Paradigma terhadap lajang cenderung memojokkan. pertanyaannya kapan menikah?? Ganteng-ganteng kok ga menikah? Apakah Melajang Sebuah Pilihan??
Ada banyak alasan untuk tetap melajang. Perkembangan jaman, perubahan gaya hidup, kesibukan pekerjaan yang menyita waktu, belum bertemu dengan pujaan hati yang cocok, biaya hidup yang tinggi, perceraian yang kian marak, dan berbagai alasan lainnya membuat seorang memilih untuk tetap hidup melajang. Batasan usia untuk menikah kini semakin bergeser, apalagi tingkat pendidikan dan kesibukan meniti karir juga ikut berperan dalam memperpanjang batasan usia seorang untuk menikah. Keputusan untuk melajang bukan lagi terpaksa, tetapi merupakan sebuah pilihan. Itulah sebabnya, banyak pria dan perempuan yang memilih untuk tetap hidup melajang.
Persepsi masyarakat terhadap orang yang melajang, seiring dengan perkembangan jaman, juga berubah. Seringkali kita melihat seorang yang masih hidup melajang, mempunyai wajah dan penampilan di atas rata-rata dan supel. Baik pelajang pria maupun wanita, mereka pun pandai bergaul, memiliki posisi pekerjaan yang cukup menjanjikan, tingkat pendidikan yang baik.
Alasan yang paling sering dikemukakan oleh seorang single adalah tidak ingin kebebasannya dikekang. Apalagi jika mereka telah sekian lama menikmati kebebasan bagaikan burung yang terbang bebas di angkasa. Jika hendak pergi, tidak perlu meminta ijin dan menganggap pernikahan akan membelenggu kebebasan. Belum lagi jika mendapatkan pasangan yang sangat posesif dan cemburu.
Banyak perusahaan lebih memilih karyawan yang masih berstatus lajang untuk mengisi posisi tertentu. Pertimbangannya, para pelajang lebih dapat berkonsentrasi terhadap pekerjaan. Hal ini juga menjadi alasan seorang tetap hidup melajang.
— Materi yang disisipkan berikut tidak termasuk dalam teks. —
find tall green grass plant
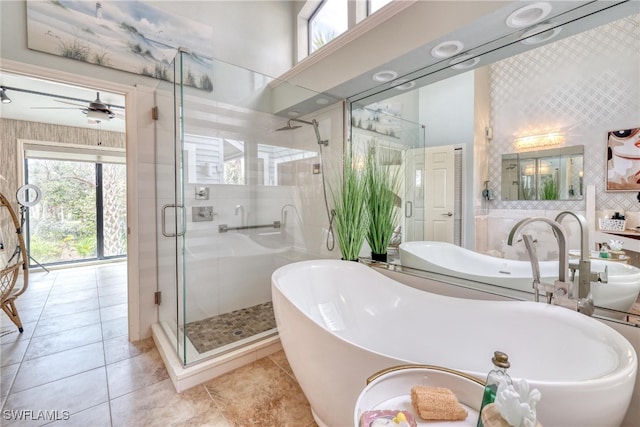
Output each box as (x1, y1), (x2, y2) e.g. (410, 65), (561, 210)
(365, 146), (401, 258)
(331, 152), (368, 261)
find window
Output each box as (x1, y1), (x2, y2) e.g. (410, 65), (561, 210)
(302, 0), (395, 60)
(309, 0), (348, 54)
(368, 0), (392, 15)
(25, 158), (127, 265)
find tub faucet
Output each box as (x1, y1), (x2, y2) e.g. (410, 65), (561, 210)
(507, 217), (594, 316)
(554, 211), (593, 299)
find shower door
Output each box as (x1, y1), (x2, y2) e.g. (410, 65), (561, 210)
(156, 53), (188, 364)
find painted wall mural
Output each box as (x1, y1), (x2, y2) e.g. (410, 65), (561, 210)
(26, 0), (213, 91)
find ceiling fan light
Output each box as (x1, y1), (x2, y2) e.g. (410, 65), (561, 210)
(1, 87), (12, 104)
(87, 109), (110, 121)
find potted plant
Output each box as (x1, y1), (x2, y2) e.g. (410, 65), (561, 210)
(331, 151), (368, 261)
(364, 145), (401, 262)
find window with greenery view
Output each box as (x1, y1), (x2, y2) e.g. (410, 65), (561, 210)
(26, 159), (126, 265)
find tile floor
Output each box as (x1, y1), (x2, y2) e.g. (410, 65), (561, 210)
(0, 262), (316, 427)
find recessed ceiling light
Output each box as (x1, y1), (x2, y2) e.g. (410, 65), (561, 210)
(449, 55), (480, 70)
(315, 98), (329, 105)
(372, 70), (398, 82)
(287, 111), (300, 117)
(506, 2), (552, 28)
(430, 40), (464, 58)
(520, 23), (562, 45)
(391, 79), (416, 91)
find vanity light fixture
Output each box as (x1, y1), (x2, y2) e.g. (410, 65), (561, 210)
(430, 40), (464, 58)
(520, 23), (562, 45)
(515, 132), (564, 150)
(506, 2), (552, 28)
(449, 54), (480, 70)
(0, 87), (11, 104)
(372, 70), (398, 82)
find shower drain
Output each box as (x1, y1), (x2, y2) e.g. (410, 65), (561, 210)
(232, 329), (244, 336)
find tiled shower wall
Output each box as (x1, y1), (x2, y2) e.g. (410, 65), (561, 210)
(478, 13), (640, 257)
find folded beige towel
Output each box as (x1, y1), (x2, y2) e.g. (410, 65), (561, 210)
(410, 386), (468, 421)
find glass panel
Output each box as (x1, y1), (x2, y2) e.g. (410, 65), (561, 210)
(102, 163), (127, 257)
(27, 159), (97, 264)
(310, 0), (348, 53)
(158, 49), (342, 366)
(350, 101), (426, 258)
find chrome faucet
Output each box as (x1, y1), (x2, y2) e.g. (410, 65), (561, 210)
(555, 211), (608, 294)
(507, 217), (594, 315)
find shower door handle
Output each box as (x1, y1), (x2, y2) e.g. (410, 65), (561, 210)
(161, 204), (185, 237)
(404, 201), (413, 218)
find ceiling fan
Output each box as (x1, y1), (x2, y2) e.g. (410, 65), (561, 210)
(33, 91), (125, 122)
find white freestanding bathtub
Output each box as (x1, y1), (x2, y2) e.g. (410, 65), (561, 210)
(399, 241), (640, 313)
(272, 260), (637, 427)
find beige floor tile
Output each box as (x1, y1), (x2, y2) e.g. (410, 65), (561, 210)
(2, 368), (108, 427)
(47, 402), (111, 427)
(106, 348), (168, 399)
(0, 339), (30, 367)
(99, 293), (127, 308)
(0, 305), (42, 326)
(0, 322), (36, 346)
(46, 288), (98, 305)
(12, 342), (105, 393)
(100, 303), (127, 322)
(1, 363), (19, 397)
(268, 349), (295, 377)
(40, 297), (100, 320)
(204, 357), (316, 427)
(101, 316), (128, 340)
(24, 323), (103, 360)
(103, 335), (156, 365)
(98, 283), (127, 297)
(32, 308), (101, 337)
(110, 380), (230, 427)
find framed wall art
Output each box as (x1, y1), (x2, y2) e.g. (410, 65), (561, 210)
(606, 127), (640, 191)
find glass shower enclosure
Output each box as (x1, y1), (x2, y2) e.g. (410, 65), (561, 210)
(155, 51), (341, 366)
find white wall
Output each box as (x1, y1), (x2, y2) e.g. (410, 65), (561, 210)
(0, 0), (295, 86)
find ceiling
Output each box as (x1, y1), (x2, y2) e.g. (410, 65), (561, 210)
(0, 72), (126, 133)
(1, 1), (637, 132)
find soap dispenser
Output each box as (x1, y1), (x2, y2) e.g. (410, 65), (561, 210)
(477, 351), (512, 427)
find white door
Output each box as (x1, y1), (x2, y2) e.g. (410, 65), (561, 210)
(424, 145), (455, 243)
(403, 147), (425, 242)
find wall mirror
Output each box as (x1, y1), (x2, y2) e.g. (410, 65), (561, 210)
(501, 146), (584, 201)
(347, 1), (639, 326)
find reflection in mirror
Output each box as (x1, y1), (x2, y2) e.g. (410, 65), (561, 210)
(347, 3), (639, 325)
(501, 146), (584, 201)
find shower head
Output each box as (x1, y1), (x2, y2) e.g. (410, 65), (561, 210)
(275, 118), (328, 146)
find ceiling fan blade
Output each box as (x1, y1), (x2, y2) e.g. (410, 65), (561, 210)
(54, 99), (87, 108)
(30, 106), (83, 110)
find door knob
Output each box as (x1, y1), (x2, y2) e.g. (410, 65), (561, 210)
(442, 212), (453, 217)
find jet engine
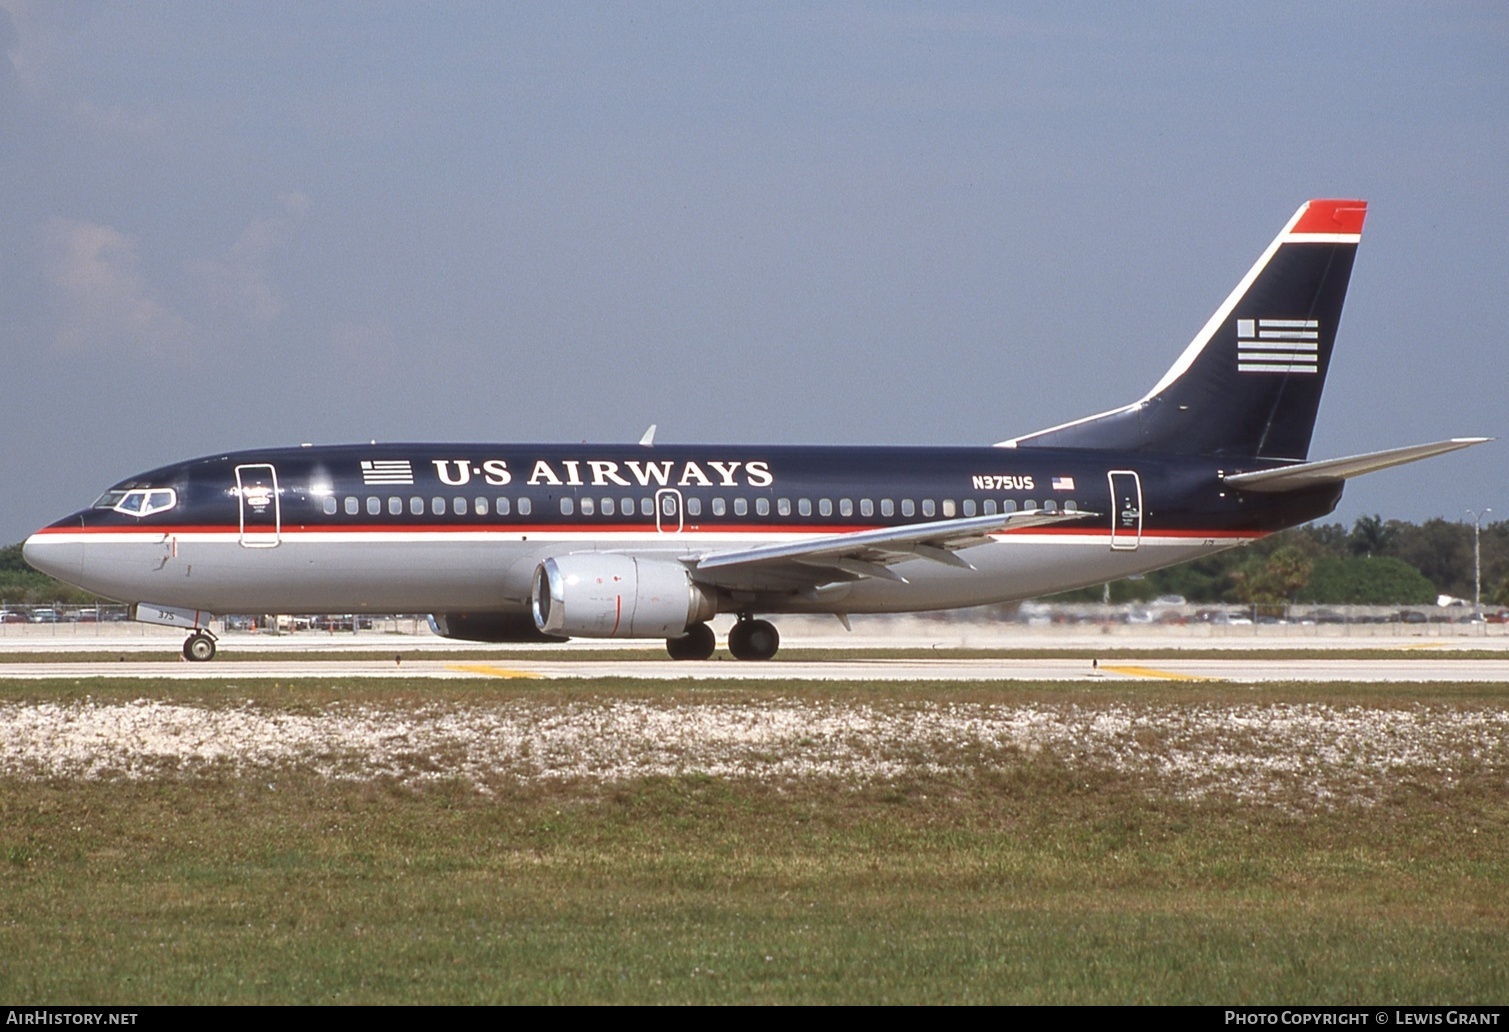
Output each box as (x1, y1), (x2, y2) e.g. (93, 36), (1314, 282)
(532, 554), (717, 638)
(428, 611), (568, 643)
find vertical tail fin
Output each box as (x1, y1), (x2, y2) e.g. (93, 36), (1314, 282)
(1001, 199), (1367, 460)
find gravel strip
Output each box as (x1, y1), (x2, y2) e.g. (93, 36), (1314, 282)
(3, 698), (1505, 807)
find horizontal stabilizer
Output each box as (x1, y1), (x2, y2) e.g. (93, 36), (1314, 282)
(1222, 438), (1490, 493)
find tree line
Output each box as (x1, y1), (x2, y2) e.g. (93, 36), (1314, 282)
(1046, 515), (1509, 607)
(4, 516), (1508, 608)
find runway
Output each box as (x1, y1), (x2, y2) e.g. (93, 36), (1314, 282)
(4, 655), (1509, 682)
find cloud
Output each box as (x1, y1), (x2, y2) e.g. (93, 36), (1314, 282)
(40, 217), (192, 356)
(191, 193), (310, 323)
(0, 0), (96, 96)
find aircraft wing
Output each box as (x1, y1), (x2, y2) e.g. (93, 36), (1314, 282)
(688, 509), (1097, 591)
(1222, 438), (1490, 493)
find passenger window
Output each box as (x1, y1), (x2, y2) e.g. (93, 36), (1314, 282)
(389, 497), (403, 515)
(1064, 500), (1078, 512)
(757, 498), (770, 516)
(641, 498), (654, 517)
(496, 497), (511, 516)
(942, 500), (956, 517)
(901, 500), (915, 517)
(819, 499), (832, 517)
(1043, 500), (1057, 513)
(411, 497), (424, 516)
(475, 497), (488, 516)
(860, 499), (873, 517)
(983, 499), (997, 515)
(602, 497), (615, 516)
(778, 498), (792, 516)
(518, 497), (532, 515)
(1002, 500), (1017, 513)
(453, 497), (467, 516)
(560, 498), (574, 515)
(735, 498), (748, 517)
(881, 499), (894, 517)
(1023, 499), (1038, 512)
(712, 497), (726, 516)
(962, 499), (976, 517)
(622, 497), (634, 516)
(366, 497), (380, 515)
(432, 497), (445, 516)
(344, 497), (358, 515)
(580, 497), (595, 516)
(686, 497), (701, 516)
(922, 499), (936, 517)
(798, 499), (812, 517)
(840, 499), (853, 517)
(323, 496), (337, 516)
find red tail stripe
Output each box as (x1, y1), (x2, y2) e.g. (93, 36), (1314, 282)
(1293, 199), (1367, 235)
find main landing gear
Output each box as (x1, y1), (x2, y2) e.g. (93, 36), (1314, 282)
(182, 630), (217, 662)
(663, 616), (781, 661)
(727, 616), (779, 662)
(665, 621), (716, 661)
Banyak pria menempatkan pernikahan pada prioritas kesekian, sedangkan karir lebih mendapat prioritas utama. Dengan hidup melayang, mereka bisa lebih konsentrasi dan fokus pada pekerjaan, sehingga promosi dan kenaikan jabatan lebih mudah diperoleh. Biasanya, pelajang lebih bersedia untuk bekerja lembur dan tugas ke luar kota dalam jangka waktu yang lama, dibandingkan karyawan yang telah menikah.
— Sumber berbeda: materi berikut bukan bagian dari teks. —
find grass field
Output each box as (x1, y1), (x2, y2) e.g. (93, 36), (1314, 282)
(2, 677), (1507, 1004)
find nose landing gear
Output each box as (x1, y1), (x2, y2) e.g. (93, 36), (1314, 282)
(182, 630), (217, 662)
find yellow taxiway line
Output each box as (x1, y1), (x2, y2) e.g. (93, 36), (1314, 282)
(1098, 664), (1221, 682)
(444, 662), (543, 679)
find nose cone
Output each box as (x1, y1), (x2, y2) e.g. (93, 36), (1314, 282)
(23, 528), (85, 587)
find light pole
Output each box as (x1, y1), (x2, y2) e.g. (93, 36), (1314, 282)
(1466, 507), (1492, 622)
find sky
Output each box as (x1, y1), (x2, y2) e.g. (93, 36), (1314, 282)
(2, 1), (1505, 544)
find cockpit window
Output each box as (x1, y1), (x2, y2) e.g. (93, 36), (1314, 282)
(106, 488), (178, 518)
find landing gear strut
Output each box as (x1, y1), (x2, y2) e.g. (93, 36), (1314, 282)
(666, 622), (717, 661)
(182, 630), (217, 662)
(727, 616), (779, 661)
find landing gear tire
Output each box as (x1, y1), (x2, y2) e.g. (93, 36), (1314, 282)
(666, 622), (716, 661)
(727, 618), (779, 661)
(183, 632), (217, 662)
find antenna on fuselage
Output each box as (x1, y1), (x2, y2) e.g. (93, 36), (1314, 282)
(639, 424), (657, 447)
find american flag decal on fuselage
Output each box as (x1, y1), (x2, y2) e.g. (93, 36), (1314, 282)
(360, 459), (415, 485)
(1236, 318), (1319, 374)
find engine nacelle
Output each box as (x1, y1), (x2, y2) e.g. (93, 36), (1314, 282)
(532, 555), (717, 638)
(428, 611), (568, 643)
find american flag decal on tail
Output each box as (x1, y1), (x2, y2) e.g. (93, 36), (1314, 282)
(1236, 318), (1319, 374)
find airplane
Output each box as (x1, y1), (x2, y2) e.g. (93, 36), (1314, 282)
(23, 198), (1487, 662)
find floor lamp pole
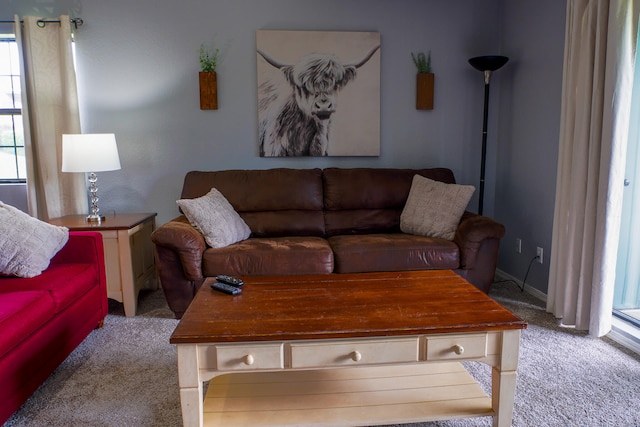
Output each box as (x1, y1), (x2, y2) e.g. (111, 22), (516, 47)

Kemapanan dan kondisi ekonomi pun menjadi alasan tetap melajang. Pria sering kali merasa kurang percaya diri jika belum memiliki kendaraan atau rumah pribadi. Sementara, perempuan lajang merasa senang jika sebelum menikah bisa hidup mandiri dan memiliki karir bagus. Mereka bangga memiliki sesuatu yang dihasilkan dari hasil keringat sendiri. Selain itu, ada kepuasaan tersendiri.
Banyak yang mengatakan seorang masih melajang karena terlalu banyak memilih atau ingin mendapat pasangan yang sempurna sehingga sulit mendapatkan jodoh. Pernikahan adalah untuk seumur hidup. Rasanya tidak mungkin menghabiskan masa hidup kita dengan seorang yang tidak kita cintai. Lebih baik terlambat menikah daripada menikah akhirnya berakhir dengan perceraian.
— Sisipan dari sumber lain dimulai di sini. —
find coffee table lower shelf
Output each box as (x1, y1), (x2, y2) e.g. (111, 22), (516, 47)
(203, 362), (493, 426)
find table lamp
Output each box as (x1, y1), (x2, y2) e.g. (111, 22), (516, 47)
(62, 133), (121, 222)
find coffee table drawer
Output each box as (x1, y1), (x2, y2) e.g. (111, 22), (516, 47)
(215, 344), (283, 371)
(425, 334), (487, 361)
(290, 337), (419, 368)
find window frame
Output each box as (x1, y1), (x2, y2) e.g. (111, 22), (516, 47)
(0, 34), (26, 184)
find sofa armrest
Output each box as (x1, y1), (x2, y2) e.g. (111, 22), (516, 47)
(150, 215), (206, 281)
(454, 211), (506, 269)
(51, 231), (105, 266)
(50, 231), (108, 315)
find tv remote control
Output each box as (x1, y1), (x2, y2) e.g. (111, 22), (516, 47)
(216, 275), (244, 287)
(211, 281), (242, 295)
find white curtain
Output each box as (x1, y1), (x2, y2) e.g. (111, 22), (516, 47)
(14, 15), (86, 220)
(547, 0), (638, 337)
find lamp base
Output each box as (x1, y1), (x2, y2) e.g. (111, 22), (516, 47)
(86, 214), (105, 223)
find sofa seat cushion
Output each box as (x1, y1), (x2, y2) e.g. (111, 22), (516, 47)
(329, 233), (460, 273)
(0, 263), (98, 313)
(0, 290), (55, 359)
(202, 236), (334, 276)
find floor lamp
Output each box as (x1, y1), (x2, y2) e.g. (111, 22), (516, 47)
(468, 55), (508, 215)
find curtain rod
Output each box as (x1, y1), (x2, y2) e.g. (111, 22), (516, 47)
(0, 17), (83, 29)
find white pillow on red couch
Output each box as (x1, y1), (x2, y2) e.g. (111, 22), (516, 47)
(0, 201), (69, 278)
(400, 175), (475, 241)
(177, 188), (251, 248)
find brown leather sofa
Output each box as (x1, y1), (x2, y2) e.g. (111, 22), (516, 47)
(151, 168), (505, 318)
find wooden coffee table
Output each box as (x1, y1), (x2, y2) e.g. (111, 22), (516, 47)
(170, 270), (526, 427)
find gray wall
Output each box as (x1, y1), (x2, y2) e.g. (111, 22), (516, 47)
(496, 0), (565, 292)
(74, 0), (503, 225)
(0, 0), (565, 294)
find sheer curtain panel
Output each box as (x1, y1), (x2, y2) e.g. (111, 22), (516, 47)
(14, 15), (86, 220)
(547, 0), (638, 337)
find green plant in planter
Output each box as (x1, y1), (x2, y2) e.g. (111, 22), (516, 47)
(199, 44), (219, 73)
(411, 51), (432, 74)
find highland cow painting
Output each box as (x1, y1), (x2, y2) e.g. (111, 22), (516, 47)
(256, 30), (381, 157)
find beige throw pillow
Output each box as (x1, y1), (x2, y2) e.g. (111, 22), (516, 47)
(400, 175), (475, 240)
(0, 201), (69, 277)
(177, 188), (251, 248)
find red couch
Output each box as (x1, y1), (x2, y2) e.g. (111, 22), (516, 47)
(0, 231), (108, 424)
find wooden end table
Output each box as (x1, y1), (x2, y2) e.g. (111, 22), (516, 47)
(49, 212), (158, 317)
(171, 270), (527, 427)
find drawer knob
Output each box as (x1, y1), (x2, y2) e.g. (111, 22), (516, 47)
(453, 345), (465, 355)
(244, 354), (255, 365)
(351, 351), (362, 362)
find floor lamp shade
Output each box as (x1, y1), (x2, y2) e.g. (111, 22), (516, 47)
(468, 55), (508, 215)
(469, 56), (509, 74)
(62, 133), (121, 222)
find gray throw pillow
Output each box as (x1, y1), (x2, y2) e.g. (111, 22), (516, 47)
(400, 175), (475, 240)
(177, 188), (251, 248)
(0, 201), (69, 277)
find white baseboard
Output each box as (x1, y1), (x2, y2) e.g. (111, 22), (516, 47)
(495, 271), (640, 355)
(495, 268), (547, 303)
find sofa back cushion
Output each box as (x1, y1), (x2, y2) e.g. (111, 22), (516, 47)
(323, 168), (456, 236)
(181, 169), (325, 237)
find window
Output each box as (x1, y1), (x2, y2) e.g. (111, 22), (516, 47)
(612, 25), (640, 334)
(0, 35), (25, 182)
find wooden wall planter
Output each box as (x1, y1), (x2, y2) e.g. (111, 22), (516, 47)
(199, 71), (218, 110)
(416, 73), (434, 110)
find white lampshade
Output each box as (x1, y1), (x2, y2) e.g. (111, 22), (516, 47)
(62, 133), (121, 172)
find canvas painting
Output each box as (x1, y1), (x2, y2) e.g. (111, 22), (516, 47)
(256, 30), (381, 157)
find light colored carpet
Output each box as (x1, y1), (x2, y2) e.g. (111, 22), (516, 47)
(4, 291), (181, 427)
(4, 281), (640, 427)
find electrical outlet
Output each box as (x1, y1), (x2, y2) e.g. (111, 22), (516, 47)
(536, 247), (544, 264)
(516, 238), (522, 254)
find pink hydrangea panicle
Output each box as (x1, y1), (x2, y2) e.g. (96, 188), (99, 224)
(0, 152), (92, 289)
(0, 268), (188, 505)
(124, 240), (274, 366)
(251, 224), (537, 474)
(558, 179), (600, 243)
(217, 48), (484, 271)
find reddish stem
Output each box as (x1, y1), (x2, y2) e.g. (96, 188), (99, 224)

Lajang pun lebih mempunyai waktu untuk dirinya sendiri, berpenampilan lebih baik, dan dapat melakukan kegiatan hobi tanpa ada keberatan dari pasangan. Mereka bebas untuk melakukan acara berwisata ke tempat yang disukai dengan sesama pelajang.
Pelajang biasanya terlihat lebih muda dari usia sebenarnya jika dibandingkan dengan teman-teman yang berusia sama dengannya, tetapi telah menikah.
Ketika diundang ke pernikahan kerabat, pelajang biasanya menghindarinya. Kalaupun datang, mereka berusaha untuk berkumpul dengan para sepupu yang masih melajang dan sesama pelajang. Hal ini untuk menghindari pertanyaan singkat dan sederhana dari kerabat yang seusia dengan orangtua mereka. Kapan menikah? Kapan menyusul? Sudah ada calon? Pertanyaan tersebut, sekalipun sederhana, tetapi sulit untuk dijawab oleh pelajang.
Seringkali, pelajang juga menjadi sasaran keluarga untuk dicarikan jodoh, terutama bila saudara sepupu yang seumuran telah menikah atau adik sudah mempunyai pacar. Sementara orangtua menginginkan agar adik tidak melangkahi kakak, agar kakak tidak berat jodoh.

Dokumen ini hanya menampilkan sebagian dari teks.